Muito tem sido escrito sobre a ampla influência da lenda da música David Bowie após a notícia chocante de sua morte ontem.

Mas, ao lado dos artistas contando como foram inspirados por suas inovações musicais, artísticas e estéticas, as páginas de negócios também prestaram homenagem ao seu legado - o 'vínculo Bowie'.



Lançado em 1997, o título foi um título pioneiro lastreado em ativos e o primeiro a ser lastreado por propriedade intelectual de entretenimento.

Em termos simples, Bowie vendeu os direitos de receitas futuras dos 25 álbuns de estúdio que havia gravado antes de 1990. A instituição financeira Prudential Financial pagou US $ 55 milhões para garantir os títulos, que pagavam um retorno fixo de 7,9 por cento a cada ano, lastreados em royalties de o catálogo da cantora.

Alguns questionaram por que Bowie iria querer vender os direitos das vendas de álbuns incluindo The Rise and Fall of Ziggy Stardust e The Spiders from Mars, Aladdin Sane, Scary Monsters (e Super Creeps) e Let’s Dance .

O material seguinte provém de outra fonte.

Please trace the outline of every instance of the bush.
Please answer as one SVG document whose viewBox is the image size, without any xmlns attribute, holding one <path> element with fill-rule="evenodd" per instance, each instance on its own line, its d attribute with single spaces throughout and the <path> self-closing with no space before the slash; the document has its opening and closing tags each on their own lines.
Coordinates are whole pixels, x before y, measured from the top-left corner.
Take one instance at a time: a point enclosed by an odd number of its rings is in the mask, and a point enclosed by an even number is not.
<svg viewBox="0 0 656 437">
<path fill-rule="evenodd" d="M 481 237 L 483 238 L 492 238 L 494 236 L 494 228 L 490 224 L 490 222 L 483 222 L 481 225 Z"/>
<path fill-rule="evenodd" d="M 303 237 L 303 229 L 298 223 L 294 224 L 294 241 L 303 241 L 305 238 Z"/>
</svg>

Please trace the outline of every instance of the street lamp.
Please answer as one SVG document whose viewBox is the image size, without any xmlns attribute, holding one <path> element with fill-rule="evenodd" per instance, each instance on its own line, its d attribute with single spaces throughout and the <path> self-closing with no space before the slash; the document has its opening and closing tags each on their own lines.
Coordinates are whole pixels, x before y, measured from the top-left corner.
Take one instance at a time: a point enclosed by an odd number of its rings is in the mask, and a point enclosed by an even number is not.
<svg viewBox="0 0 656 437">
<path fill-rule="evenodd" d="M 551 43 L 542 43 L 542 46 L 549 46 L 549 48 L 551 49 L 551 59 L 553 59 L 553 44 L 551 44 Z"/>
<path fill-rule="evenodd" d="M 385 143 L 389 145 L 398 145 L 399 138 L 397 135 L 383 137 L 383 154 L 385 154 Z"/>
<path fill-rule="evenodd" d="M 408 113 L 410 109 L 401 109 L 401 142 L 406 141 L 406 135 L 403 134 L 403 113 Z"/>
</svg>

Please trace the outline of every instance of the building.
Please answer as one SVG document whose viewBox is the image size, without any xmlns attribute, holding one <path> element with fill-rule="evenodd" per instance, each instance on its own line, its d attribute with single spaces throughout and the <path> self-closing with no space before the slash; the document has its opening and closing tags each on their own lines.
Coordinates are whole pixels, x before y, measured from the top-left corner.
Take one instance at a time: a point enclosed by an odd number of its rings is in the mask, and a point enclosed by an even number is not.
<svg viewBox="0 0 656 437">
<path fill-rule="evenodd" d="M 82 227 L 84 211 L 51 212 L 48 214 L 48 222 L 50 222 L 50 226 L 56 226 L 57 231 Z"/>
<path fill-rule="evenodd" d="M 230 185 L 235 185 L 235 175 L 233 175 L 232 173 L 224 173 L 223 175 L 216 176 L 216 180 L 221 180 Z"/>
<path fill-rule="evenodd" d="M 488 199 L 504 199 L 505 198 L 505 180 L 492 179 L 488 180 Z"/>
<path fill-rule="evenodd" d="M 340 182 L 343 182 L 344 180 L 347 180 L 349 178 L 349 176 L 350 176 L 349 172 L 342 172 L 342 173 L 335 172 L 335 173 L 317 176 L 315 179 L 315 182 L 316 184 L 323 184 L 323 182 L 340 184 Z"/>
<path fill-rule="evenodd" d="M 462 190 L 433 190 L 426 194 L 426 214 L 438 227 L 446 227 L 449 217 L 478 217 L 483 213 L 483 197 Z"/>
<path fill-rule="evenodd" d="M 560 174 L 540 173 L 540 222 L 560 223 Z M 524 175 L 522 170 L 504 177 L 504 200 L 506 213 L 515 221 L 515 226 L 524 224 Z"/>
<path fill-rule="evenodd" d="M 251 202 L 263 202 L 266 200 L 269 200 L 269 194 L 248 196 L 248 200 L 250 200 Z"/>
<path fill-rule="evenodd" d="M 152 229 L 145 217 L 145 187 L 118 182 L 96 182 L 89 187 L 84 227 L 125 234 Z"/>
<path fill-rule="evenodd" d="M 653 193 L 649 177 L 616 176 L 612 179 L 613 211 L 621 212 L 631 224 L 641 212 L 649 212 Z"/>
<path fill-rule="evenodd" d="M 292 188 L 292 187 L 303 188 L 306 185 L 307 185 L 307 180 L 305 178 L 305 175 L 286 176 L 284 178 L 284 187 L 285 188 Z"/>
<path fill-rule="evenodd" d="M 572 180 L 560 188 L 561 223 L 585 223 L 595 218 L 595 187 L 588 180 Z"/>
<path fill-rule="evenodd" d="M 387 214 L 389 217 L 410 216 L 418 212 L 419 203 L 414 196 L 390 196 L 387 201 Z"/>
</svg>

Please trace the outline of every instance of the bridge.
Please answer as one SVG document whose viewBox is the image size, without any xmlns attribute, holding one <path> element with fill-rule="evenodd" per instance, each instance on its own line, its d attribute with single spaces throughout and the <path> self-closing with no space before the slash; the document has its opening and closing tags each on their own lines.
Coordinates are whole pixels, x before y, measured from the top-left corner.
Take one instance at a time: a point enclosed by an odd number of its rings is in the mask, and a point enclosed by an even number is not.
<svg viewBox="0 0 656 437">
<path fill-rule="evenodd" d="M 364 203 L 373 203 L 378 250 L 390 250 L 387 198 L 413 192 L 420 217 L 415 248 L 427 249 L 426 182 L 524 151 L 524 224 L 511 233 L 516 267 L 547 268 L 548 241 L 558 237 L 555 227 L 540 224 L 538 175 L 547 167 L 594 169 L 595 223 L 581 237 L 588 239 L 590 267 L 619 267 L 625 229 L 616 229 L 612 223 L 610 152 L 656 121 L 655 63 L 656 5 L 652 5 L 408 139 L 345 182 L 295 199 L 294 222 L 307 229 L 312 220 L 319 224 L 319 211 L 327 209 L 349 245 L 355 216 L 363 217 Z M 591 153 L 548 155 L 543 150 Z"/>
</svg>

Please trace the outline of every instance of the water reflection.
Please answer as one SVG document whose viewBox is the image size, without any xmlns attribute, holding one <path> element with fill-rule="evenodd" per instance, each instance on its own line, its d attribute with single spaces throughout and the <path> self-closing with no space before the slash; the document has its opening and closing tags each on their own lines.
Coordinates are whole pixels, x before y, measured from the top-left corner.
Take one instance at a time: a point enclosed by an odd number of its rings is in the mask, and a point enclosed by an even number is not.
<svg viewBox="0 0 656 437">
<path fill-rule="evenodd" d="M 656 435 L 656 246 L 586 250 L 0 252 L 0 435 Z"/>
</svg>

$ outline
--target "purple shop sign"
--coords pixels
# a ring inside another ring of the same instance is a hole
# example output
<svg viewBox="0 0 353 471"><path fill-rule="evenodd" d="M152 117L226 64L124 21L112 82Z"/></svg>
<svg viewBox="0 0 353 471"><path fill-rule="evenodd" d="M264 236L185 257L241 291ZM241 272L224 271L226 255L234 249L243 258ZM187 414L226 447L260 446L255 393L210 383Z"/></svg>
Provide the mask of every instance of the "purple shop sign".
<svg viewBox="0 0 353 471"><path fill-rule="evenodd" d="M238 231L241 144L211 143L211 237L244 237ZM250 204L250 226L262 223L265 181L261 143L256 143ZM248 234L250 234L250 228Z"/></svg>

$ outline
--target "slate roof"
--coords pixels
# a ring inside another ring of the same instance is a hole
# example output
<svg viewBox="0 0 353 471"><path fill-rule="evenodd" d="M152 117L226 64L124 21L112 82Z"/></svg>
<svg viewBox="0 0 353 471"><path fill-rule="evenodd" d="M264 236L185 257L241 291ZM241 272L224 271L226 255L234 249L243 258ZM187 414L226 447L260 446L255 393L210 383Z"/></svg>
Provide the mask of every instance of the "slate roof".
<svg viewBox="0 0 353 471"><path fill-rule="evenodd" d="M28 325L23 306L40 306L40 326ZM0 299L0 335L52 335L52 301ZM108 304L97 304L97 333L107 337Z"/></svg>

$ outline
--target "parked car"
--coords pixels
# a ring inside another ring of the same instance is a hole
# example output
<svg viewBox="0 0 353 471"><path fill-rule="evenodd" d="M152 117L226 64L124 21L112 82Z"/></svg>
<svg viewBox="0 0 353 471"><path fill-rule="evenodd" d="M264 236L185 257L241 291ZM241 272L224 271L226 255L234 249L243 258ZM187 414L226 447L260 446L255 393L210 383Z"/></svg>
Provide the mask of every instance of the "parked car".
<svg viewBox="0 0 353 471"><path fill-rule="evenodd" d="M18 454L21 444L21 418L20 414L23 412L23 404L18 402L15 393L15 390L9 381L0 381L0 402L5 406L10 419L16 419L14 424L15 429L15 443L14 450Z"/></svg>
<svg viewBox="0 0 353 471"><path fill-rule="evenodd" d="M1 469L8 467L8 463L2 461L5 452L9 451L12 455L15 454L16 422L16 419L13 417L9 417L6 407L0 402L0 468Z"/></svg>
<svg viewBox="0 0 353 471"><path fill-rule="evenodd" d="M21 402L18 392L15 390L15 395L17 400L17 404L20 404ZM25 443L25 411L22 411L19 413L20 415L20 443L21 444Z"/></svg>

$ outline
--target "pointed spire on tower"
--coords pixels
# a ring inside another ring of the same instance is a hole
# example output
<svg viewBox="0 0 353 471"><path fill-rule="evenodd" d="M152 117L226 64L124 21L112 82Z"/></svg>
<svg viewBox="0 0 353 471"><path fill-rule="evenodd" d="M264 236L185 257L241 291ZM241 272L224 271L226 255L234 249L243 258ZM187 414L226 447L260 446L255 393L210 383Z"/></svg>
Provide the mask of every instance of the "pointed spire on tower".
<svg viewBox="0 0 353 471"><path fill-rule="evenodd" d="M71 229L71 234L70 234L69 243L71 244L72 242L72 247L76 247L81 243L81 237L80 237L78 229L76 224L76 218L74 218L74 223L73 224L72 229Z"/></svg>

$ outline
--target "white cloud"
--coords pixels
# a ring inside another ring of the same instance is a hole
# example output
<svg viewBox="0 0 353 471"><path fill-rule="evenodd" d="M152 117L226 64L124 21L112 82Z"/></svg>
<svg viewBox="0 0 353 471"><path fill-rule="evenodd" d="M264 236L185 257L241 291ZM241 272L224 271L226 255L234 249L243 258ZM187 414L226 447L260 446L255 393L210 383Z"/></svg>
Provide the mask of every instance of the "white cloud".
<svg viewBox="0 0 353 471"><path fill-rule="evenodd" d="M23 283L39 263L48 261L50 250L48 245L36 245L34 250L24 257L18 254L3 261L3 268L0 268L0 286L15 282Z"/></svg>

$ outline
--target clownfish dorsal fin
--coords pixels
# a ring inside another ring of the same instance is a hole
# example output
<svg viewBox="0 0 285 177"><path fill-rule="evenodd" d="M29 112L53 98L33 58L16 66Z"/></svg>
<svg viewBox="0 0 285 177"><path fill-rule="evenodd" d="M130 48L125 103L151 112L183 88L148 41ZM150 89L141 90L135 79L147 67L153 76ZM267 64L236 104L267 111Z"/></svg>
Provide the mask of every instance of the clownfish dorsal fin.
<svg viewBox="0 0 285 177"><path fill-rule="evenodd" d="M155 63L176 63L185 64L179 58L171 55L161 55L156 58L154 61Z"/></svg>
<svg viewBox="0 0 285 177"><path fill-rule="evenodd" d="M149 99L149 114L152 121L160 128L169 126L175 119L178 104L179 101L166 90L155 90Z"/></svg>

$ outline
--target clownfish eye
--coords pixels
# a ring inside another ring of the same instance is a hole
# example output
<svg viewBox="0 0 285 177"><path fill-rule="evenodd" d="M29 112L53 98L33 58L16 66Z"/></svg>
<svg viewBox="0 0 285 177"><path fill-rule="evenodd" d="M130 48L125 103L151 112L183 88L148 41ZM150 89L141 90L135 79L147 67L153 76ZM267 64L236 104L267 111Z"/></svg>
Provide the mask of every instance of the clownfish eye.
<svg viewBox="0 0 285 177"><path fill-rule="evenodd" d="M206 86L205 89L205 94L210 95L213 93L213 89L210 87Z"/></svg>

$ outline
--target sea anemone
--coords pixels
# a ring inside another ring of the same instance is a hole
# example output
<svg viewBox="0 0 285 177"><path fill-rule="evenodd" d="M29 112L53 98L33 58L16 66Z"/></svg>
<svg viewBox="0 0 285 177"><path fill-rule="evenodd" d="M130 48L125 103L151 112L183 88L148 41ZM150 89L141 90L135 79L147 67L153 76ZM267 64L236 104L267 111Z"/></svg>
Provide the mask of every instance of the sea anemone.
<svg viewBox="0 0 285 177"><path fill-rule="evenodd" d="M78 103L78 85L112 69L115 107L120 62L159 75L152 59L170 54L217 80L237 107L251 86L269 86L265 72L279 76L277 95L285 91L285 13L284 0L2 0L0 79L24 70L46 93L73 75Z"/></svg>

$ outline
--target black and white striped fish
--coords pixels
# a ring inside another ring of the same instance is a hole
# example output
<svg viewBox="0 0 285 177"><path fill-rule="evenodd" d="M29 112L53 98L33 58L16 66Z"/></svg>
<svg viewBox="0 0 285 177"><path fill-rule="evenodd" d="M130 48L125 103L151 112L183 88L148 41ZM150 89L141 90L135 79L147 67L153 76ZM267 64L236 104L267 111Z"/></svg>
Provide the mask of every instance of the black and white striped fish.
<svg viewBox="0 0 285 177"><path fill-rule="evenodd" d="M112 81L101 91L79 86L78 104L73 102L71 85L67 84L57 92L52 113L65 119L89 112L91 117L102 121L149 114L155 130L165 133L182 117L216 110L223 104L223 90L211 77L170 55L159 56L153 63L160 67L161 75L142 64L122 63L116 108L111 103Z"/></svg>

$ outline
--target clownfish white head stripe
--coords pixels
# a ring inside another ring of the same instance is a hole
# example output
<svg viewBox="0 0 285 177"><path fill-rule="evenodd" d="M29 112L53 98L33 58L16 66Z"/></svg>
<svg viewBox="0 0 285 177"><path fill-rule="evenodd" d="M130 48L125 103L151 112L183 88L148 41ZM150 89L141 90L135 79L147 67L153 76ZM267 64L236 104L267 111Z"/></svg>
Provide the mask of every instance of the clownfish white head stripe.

'Em vez de obter uma renda estável com as receitas de seu catálogo anterior ... os títulos permitiram que Bowie pedisse mais dinheiro emprestado antecipadamente', o Financial Times notas.

Junto com o aumento de dinheiro, o BBC cita alegações do escritor musical Paul Trynka de que o cantor usou cerca de metade dos lucros para comprar 50 por cento dos direitos de sua coleção de legado que ele ainda não possuía de seu ex-empresário, Tony DeFries.

Os títulos pioneiros abriram a porta para um mundo totalmente novo de possibilidades no setor nascente de títulos lastreados em ativos. David Pullman, o banqueiro por trás do negócio, passou a securitizar de forma semelhante os direitos musicais de James Brown, Marvin Gaye e The Isley Brothers.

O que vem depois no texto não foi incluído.